More than 100 people were killed and hundreds wounded during the attacks that began on Aug. 24, 2008, and lasted more than four months, rendering more than 56,000 people homeless.
The violence followed the Aug. 23 murder of Swami Lakshmananda Saraswati, a Hindu nationalist leader in Odisha. Local left-wing Maoist rebels claimed responsibility, but local Hindu groups blamed the murder on Christians instead.
The four months of violence left a trail of destruction as over 300 churches and 6,000 homes were razed.

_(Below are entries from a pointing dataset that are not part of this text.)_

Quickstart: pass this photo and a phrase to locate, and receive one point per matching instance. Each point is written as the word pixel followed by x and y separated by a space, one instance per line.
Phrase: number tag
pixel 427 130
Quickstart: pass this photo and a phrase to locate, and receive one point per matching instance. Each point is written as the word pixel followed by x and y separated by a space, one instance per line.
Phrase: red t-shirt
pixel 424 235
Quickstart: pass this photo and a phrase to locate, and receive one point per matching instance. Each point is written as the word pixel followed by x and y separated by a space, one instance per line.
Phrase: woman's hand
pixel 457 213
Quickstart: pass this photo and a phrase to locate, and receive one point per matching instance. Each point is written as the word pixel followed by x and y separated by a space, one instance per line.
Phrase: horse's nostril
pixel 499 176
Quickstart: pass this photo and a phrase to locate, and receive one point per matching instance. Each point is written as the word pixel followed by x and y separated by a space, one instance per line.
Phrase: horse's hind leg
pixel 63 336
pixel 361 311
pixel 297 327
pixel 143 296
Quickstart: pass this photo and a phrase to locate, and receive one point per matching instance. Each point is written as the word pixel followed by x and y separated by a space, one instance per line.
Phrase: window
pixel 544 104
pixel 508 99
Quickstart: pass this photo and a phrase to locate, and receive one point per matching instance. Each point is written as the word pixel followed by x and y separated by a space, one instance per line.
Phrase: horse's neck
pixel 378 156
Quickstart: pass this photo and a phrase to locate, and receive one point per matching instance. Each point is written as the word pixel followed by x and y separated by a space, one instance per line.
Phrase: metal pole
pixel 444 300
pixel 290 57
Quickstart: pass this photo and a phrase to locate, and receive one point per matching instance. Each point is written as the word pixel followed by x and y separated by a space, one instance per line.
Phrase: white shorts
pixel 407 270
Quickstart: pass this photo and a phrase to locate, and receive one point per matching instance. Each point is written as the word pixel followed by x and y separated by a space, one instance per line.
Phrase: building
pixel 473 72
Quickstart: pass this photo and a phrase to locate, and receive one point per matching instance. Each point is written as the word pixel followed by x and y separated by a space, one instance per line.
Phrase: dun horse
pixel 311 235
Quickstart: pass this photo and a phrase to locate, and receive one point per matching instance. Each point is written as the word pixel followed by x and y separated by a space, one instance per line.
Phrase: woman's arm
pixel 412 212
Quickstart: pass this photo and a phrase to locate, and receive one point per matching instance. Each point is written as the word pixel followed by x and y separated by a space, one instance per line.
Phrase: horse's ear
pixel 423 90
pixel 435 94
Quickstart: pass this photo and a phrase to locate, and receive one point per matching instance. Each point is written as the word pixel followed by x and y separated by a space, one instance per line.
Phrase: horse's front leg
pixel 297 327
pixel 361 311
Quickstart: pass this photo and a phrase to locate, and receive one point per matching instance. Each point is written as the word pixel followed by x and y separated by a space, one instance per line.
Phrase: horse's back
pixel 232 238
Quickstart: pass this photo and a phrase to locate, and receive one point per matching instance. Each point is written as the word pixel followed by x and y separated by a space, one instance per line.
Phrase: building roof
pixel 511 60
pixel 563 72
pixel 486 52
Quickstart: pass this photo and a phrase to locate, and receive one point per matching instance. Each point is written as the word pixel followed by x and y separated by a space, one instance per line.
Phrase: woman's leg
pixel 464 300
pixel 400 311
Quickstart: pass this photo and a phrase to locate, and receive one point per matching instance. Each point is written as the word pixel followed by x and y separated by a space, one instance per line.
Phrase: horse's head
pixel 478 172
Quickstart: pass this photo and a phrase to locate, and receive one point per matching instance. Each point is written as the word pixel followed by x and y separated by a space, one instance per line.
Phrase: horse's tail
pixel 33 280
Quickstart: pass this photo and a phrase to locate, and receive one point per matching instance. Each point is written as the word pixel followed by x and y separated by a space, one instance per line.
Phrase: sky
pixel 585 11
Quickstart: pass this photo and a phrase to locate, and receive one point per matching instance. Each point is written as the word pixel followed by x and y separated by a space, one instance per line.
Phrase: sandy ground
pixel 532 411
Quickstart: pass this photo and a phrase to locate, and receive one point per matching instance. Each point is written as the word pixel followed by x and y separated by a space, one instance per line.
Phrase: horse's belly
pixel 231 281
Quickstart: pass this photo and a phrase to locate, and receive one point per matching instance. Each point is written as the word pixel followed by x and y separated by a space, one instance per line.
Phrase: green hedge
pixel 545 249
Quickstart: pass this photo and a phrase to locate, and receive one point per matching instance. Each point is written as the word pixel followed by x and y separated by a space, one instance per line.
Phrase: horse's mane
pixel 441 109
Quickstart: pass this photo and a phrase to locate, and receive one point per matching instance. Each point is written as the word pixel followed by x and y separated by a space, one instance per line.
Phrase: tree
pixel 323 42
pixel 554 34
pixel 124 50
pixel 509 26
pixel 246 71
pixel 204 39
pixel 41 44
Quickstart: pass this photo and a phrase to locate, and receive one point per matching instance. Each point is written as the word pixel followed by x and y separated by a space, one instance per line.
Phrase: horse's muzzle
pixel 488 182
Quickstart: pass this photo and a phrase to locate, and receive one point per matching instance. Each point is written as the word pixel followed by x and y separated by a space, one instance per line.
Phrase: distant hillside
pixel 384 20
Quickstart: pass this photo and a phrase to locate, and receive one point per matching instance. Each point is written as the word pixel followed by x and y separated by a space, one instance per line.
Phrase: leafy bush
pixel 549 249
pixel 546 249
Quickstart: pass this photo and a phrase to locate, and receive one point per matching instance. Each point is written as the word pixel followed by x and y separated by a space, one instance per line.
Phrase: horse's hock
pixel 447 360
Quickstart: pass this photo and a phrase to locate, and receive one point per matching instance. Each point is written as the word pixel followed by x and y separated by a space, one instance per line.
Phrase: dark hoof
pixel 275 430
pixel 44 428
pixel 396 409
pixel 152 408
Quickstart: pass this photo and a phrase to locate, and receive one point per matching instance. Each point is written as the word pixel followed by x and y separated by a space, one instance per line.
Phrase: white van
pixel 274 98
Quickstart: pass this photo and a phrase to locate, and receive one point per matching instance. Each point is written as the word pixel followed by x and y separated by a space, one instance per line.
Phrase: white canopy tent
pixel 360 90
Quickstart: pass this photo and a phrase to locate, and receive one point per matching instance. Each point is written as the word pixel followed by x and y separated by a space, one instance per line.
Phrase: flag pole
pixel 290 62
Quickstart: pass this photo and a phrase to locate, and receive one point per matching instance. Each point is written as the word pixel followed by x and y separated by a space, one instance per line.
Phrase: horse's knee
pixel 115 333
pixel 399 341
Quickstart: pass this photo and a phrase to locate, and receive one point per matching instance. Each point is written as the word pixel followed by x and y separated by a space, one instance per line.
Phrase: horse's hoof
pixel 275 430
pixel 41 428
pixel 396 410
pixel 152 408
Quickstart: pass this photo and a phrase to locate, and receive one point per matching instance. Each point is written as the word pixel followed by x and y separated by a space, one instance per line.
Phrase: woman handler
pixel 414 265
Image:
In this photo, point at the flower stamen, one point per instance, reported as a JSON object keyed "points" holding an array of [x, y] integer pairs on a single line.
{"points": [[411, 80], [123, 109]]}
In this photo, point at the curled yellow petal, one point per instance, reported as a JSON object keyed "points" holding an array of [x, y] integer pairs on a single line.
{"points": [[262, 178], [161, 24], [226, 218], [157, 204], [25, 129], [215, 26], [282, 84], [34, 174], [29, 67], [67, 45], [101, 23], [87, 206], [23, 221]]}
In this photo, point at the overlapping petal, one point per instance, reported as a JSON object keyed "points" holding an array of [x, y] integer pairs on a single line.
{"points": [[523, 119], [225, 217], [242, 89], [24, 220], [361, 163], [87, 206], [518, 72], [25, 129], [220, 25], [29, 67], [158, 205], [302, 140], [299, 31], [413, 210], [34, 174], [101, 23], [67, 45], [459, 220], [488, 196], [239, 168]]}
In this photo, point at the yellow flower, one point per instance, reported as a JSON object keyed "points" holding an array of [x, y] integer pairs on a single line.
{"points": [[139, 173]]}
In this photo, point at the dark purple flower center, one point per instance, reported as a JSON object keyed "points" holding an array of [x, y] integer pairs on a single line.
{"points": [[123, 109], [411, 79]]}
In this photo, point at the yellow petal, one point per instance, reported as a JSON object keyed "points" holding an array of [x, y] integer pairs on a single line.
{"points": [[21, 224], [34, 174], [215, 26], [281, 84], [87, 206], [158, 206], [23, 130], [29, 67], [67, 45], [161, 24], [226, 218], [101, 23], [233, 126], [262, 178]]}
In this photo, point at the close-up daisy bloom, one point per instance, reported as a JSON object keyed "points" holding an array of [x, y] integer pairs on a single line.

Many Christians were forced to flee into nearby forests, where some succumbed to hunger and even snakebites.
“Although there is no visible violence [now] against Christians in this region, people can sense hatred and suspicion from dominant Hindu groups,” Father Manoj Kumar Nayak, a survivor of the violence from Tiangia village, told UCA News on Feb. 7.
Now the parish priest of Our Lady of Miraculous Medal Church in Mondasoru village, which has 300 Catholic families, Nayak said the victim families have been rehabilitated in small houses.
But “one cannot miss the lingering fear of the Hindu nationalists,” he added.
Nayak said Catholics were reassured by the visit of the Apostolic Nuncio Archbishop Leopoldo Girelli on Jan. 31 to Kandhamal district to show solidarity with them.
He said the 23 bishops, led by Archbishop Machado, visited Our Lady of Charity Church in Raikia and Nandagiri, where 82 families have rebuilt their lives after being forcibly removed from their original village of Beticola.
The prelates then visited the Dibyajyoti Pastoral Center in Kanjamendi, which was restored after being reduced to ashes during the violence.
“The visit was significant in building the courage, strength, and faith of the people,” Nayak said.
Some 10,000 people in Kandhamal are yet to return to their homes. Many fled to Bhubaneshwar in 2008.
“They have been uprooted and visit their relatives only during marriages, feast days and some such social or religious occasions,” the priest said.
Nayak said Catholics from the Divine Mercy Chapel in Tiangia village had submitted a petition to the nuncio requesting that Father Bernard Digal, a priest of Cuttack-Bhubaneswar diocese, be declared a Servant of God.
Digal was a senior Catholic priest who was killed in the 2008 Kandhamal violence, he said.
The Vatican Dicastery for the Causes of Saints granted the nihil ob statto on Oct. 18, 2023, to initiate the process of the canonization of 35 murdered Catholics, known as “martyrs of Kandhamal.”
“We have overcome the worst violence in our lives through our faith,” said Benedict Digal, elder brother of Bernard Digal.
“Our deep faith and the bishops’ solidarity with us fill us with hope. We will follow Christ despite the daily threats and intimidation,” he added.